Писатель разыскал чешских коммунистов. Они вели активную работу по организационному оформлению чехословацкой компартии в России, готовили съезд сони- ал-демократов-интернационалистов и решили издавать газету. Редакция газеты «Прукопник» («Пионер») находилась на Неглинной, на втором этаже гостиницы «Европа», неподалеку от того места, где будетляне вывешивали свои картины и щиты со стихами. В сорок четвертом номере гостиницы частенько бывали Алоис Муна, Ярослав Гандлирж, Вацлав Ружичка, служащие чешско-словацкого отдела при Наркомате по делам национальностей Карел Кнофличек, Йозеф Бенеш и Арно Ганс.
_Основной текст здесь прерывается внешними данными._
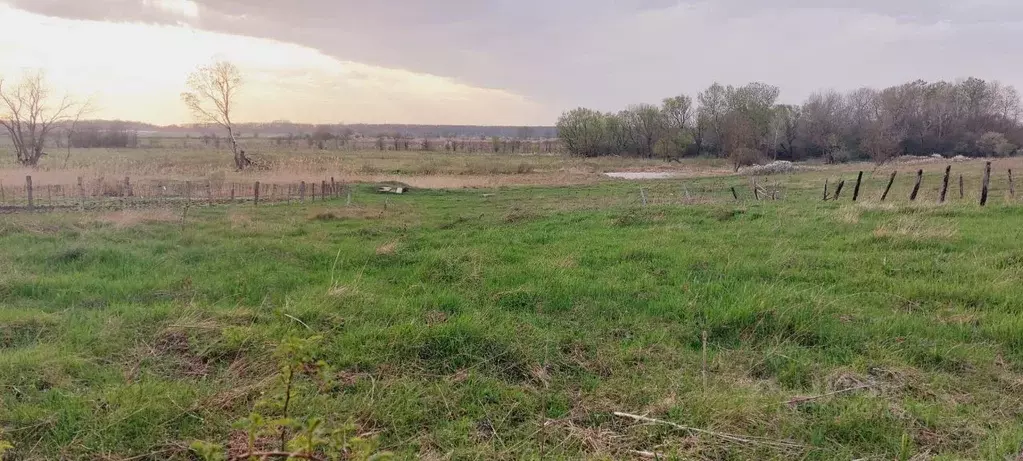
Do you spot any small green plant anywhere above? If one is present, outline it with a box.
[189,336,391,461]
[0,429,14,459]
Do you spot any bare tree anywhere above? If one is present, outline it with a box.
[181,60,252,171]
[0,72,81,167]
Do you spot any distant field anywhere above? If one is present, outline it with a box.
[0,146,744,196]
[0,161,1023,460]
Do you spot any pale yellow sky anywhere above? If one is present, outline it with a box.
[0,0,552,125]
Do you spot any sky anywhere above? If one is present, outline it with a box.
[0,0,1023,125]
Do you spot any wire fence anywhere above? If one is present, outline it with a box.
[0,176,350,213]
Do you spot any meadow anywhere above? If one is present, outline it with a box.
[0,151,1023,461]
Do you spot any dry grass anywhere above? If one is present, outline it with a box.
[376,240,400,256]
[874,217,959,241]
[89,209,181,229]
[0,148,730,196]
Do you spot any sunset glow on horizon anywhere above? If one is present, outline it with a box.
[0,4,553,125]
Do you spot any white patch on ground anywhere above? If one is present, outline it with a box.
[604,172,678,179]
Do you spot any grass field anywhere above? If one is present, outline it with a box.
[0,146,730,193]
[0,157,1023,460]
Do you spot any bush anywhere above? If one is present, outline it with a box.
[729,147,760,172]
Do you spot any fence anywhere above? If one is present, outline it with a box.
[0,176,349,213]
[822,162,1016,206]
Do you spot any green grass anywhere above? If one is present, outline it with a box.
[0,175,1023,460]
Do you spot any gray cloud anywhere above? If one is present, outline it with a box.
[7,0,1023,119]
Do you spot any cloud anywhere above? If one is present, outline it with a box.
[0,0,1023,119]
[0,5,555,125]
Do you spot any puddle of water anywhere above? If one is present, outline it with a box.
[604,172,676,179]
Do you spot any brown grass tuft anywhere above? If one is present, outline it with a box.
[874,217,959,240]
[95,209,181,229]
[376,240,399,257]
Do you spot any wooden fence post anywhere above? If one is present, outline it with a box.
[938,165,952,203]
[909,170,924,201]
[78,176,85,212]
[980,162,991,206]
[835,179,845,201]
[881,171,898,201]
[25,176,34,211]
[1009,169,1016,199]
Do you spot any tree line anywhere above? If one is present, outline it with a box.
[558,78,1023,170]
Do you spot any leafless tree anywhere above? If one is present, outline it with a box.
[0,72,83,167]
[181,60,252,171]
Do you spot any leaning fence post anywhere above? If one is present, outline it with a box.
[980,162,991,206]
[25,176,34,210]
[909,170,924,201]
[78,176,85,211]
[881,171,898,201]
[938,165,952,203]
[1009,169,1016,198]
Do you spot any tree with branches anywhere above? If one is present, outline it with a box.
[181,60,252,171]
[0,72,86,167]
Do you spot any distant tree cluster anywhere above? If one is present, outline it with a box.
[70,124,138,148]
[558,78,1023,170]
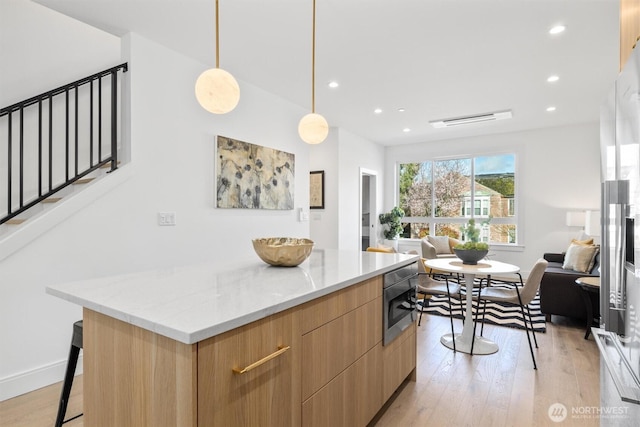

В редакции Гашека встретили доброжелательно. Его знали как талантливого писателя и журналиста — уже одно имя Гашека могло привлечь внимание к газете. Взгляды писателя и редакторов «Прукопника» сблизились, а это сулило хорошее сотрудничество. Для первого же номера, вышедшего 27 марта, он написал статью «К чешскому войску. Зачем ехать во Францию?» Писатель разоблачил закулисные махинации Одбочки, стремившейся любым путем оградить корпус от революционных идей Октября, и призывал солдат остаться в России, помочь Республике Советов, несущей свободу всему миру. Во втором номере Гашек опубликовал статью «Чешские коммунисты XV века», в которой показал, что руководители Одбочки отказались от революционных идеалов таборитов-коммунистов. Об этом же он писал в стихотворении «Маленький фельетон»:

Шумят фразеры.
Шум неугомонный
Из Одбочки несется, как поток,
И корпус погружается в вагоны,
Спешит зачем-то во Владивосток.
Вожди, недальновидны и бездарны,
Но корпус обманули без труда.
Ребята, раскусите курс коварный,
Скажите им: «Не едем никуда!»
Ко всем чертям, паны, катитесь сами!
Никто не будет вашим планам рад.
Вы шли не с нами, мы теперь не с вами,
Вы — буржуа; мд — войско баррикад.
Ведут домой нас разные дороги,
Мы — влево, вы же вправо повели,
История ваш путь осудит строго
За то, что вы за нами не пошли.
Был коммунистом полководец Жижка,
Суров к панам и на расправу скор,
При нем была б таким, как Макса, крышка:
Он Одбочку послал бы на костер!
Стихи и статьи Гашека в «Прукопнике» правились читателям. Писатель целыми днями просиживал в редакции, беседовал с товарищами. Всех легионеров волновали события, происходившие в России, и судьбы чехословацкого движения.
Вскоре чешские коммунисты приняли Гашека в коммунистическую партию и послали его в командировку на Волгу.